The study from the ITW Global Leaders Forum is aimed at highlighting the problem and setting out measures that can be used by companies to prevent it.
Types of Fraud
Telecoms fraud comes in a number of different flavours. The simplest is call hijacking. This involves diverting traffic via compromised devices to a high-priced destination in order to generate income for the fraudster. A similar way of generating income is using voicemail to get people to return ‘missed calls’ directing them to premium rate numbers.
The ITW report says such scams are often linked to organised crime or may be used to fund terrorist activity, as it’s an easy way to hide the movement of funds across international boundaries.
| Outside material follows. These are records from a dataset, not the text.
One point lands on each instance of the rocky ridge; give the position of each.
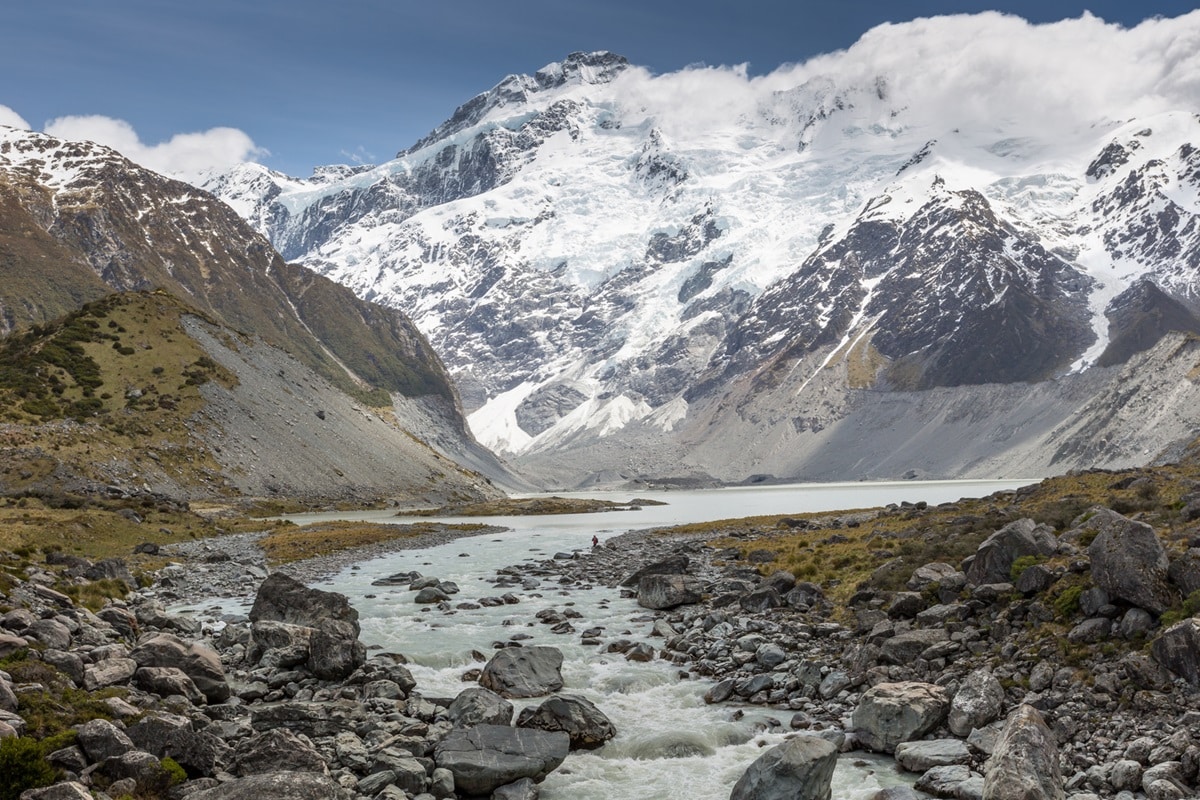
(787, 275)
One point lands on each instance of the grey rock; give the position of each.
(276, 786)
(1177, 649)
(111, 672)
(100, 740)
(921, 756)
(274, 751)
(586, 725)
(661, 591)
(487, 757)
(65, 791)
(978, 702)
(905, 648)
(283, 599)
(1025, 762)
(957, 781)
(798, 769)
(522, 789)
(1128, 561)
(994, 559)
(201, 663)
(1091, 631)
(523, 672)
(479, 705)
(335, 650)
(166, 681)
(673, 565)
(929, 573)
(889, 714)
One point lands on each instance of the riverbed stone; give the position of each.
(201, 662)
(277, 750)
(921, 756)
(799, 769)
(479, 705)
(523, 672)
(979, 701)
(276, 786)
(586, 725)
(993, 561)
(889, 714)
(1128, 561)
(1177, 649)
(486, 757)
(955, 781)
(663, 591)
(282, 599)
(1025, 762)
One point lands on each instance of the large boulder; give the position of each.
(100, 740)
(1128, 561)
(523, 672)
(993, 561)
(275, 751)
(576, 716)
(486, 757)
(889, 714)
(1177, 649)
(979, 701)
(661, 591)
(282, 599)
(798, 769)
(1025, 763)
(479, 705)
(335, 650)
(673, 565)
(199, 662)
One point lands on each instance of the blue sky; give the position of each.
(319, 82)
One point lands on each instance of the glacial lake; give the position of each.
(670, 745)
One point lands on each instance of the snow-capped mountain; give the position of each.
(607, 259)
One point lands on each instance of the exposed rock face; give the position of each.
(661, 591)
(478, 705)
(798, 769)
(1177, 649)
(523, 672)
(486, 757)
(889, 714)
(282, 599)
(1025, 763)
(277, 786)
(979, 701)
(994, 559)
(1128, 561)
(577, 716)
(199, 662)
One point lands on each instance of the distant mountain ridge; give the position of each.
(79, 222)
(612, 292)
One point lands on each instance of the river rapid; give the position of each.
(670, 745)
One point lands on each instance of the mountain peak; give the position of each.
(577, 68)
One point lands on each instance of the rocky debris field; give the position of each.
(952, 675)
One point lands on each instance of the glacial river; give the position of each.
(670, 745)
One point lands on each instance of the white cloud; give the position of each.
(971, 71)
(185, 155)
(12, 119)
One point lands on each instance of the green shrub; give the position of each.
(23, 767)
(1020, 565)
(1067, 603)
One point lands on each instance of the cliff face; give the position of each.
(79, 223)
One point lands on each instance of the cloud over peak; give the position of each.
(185, 155)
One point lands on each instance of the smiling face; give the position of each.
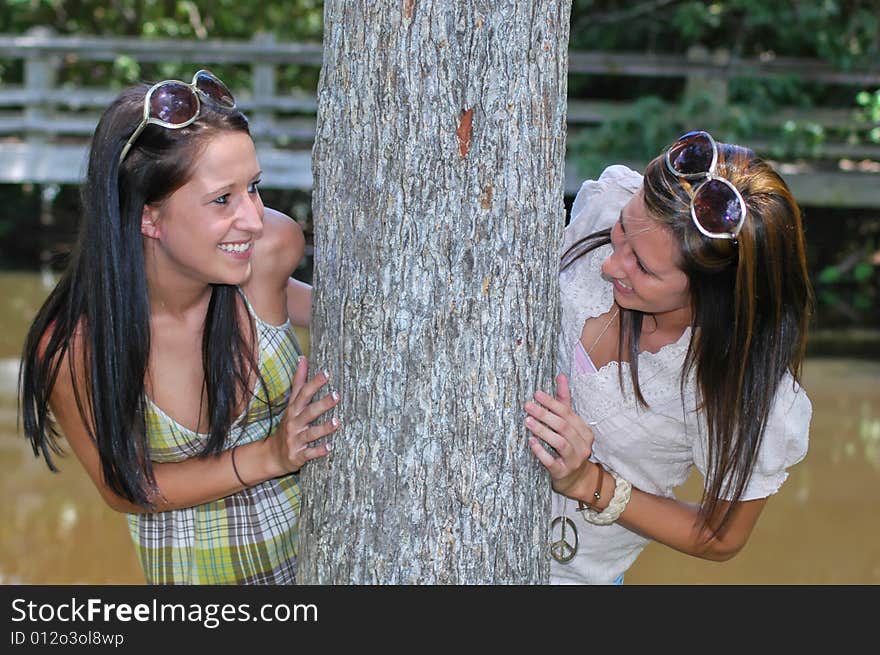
(644, 267)
(205, 230)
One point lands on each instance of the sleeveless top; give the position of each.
(250, 537)
(655, 448)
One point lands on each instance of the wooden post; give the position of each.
(40, 74)
(711, 83)
(264, 86)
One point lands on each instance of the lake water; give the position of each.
(821, 528)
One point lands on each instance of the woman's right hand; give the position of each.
(553, 421)
(292, 440)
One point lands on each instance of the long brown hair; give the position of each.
(104, 292)
(751, 301)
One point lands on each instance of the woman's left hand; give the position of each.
(555, 422)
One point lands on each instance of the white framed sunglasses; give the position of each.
(717, 207)
(174, 104)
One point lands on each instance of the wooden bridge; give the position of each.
(44, 125)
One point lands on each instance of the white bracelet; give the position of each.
(622, 492)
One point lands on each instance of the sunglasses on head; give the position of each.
(174, 104)
(717, 207)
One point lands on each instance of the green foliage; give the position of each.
(840, 32)
(868, 113)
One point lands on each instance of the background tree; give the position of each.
(438, 208)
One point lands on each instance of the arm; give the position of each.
(667, 520)
(203, 479)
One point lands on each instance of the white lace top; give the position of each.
(653, 448)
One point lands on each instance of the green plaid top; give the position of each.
(250, 537)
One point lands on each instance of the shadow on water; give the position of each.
(819, 529)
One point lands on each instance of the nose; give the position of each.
(613, 265)
(250, 216)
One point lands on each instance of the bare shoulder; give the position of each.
(277, 253)
(280, 248)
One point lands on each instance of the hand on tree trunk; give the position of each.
(554, 421)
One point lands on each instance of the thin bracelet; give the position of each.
(597, 494)
(622, 492)
(235, 470)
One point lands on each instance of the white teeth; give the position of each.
(234, 247)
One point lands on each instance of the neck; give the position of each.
(669, 326)
(172, 294)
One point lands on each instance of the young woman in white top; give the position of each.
(685, 305)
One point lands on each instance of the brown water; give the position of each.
(823, 527)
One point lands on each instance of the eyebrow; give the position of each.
(225, 188)
(640, 260)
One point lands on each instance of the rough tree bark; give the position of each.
(438, 207)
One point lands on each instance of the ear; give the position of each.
(150, 222)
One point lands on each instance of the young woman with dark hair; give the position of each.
(166, 353)
(685, 301)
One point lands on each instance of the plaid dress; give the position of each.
(250, 537)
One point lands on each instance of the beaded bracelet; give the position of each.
(597, 494)
(622, 492)
(235, 470)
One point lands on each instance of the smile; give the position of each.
(624, 288)
(236, 248)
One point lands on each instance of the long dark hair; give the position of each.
(751, 302)
(102, 301)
While a wholesale VoIP termination provider such as www.idtexpress.com/blog/2018/04/27/wholesale-voip-termination-choosing-a-provider does its best to ensure transactions are genuine, the large volumes of traffic make the telecoms market hard to police effectively. There is a fine distinction to be made between blocking genuinely fraudulent traffic and allowing legitimate calls that might appear to be suspicious for some reason. Stricter privacy laws also make it harder to track down fraudulent users.
In fact, the industry has had some success in reducing fraud. It’s now estimated that only one per cent of telecoms revenue is now lost to fraud, compared to five per cent 12 years ago, but the growing market for these services means that even at one per cent the amount of money involved is significant.
One of the things the ITW Global Leaders Forum has been doing is drawing up a code of conduct for telecoms service providers. This will involve a commitment to monitor and report fraudulent traffic, the blocking of number ranges used to commit fraud, sharing information with other service providers and the adoption of standard contract terms to address the management of fraudulent traffic.
The idea is that once a majority of suppliers are signed up to the code then the industry will take a significant step to being self policing. It’s doubtful that telecoms fraud will ever be completely defeated as criminals will always try to stay one step ahead, but with collective effort the industry can reduce it.